Member of the Meghalaya Legislative Assembly
- Incumbent
- Assumed office 2023
- Preceded by: Pyniaid Sing Syiem
- Constituency: Mawryngkneng

Personal details
- Born: 1963 (age 62–63) Mawryngkneng, East Khasi Hills district, Meghalaya, India
- Party: Voice of the People Party
- Education: Bachelor of Science in Agriculture (Odisha University of Agriculture and Technology)

= Heaving Stone Kharpran =

Indian politician

Heaving Stone Kharpran (born 1963) is an Indian politician from Meghalaya. He is a member of the Meghalaya Legislative Assembly from Mawryngkneng Assembly constituency, which is reserved for Scheduled Tribe community, in East Khasi Hills district. He won the 2023 Meghalaya Legislative Assembly election representing the Voice of the People Party.

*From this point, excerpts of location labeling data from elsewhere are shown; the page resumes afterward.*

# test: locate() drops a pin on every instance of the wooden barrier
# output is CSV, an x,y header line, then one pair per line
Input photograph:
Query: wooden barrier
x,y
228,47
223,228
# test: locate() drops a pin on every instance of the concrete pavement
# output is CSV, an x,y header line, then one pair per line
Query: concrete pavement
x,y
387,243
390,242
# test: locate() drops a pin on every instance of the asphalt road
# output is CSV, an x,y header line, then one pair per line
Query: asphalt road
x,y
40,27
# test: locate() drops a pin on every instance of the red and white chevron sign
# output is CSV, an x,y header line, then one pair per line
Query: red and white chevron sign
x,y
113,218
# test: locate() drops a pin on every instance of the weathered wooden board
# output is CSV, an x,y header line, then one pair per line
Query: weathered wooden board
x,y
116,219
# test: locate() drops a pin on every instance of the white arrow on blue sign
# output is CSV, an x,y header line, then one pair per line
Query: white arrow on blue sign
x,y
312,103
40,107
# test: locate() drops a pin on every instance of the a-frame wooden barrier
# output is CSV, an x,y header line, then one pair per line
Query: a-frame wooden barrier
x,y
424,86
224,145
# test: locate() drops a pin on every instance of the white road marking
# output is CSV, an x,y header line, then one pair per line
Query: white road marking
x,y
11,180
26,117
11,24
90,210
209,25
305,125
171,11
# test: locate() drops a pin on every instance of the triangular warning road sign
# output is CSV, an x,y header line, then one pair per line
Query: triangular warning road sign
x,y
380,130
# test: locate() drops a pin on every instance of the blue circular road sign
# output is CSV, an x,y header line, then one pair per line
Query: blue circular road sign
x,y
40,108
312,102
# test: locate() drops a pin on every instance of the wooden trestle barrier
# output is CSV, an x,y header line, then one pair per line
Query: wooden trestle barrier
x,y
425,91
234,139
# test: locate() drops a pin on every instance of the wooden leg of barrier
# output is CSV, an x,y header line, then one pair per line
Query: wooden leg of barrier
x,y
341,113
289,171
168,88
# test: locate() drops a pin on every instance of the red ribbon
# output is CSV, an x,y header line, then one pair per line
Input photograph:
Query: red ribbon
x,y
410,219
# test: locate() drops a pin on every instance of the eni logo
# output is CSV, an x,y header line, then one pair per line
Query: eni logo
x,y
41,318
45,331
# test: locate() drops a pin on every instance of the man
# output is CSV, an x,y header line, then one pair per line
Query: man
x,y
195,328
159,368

== Early life and education ==
Kharpran is from Mawryngkneng, East Khasi Hills district, Meghalaya. He is the son of the late B. Rowell Roy Wahlang. He completed his B.Sc. in agriculture in 1986 at Orissa University of Agriculture and Technology, Bhubaneswar. He is a retired government employee.

== Career ==
Kharpran won the Mawryngkneng Assembly constituency representing the Voice of the People Party in the 2023 Meghalaya Legislative Assembly election. He polled 11,424 votes and defeated his nearest rival, Osaphi Smithson Jyrwa of the United Democratic Party, by a margin of 1,242 votes. He is interested in developing infrastructure for schools through MLA Special Rural Works programme scheme funds and inaugurated one such school, the Spark Morning School in Mawlynrei, in December 2024.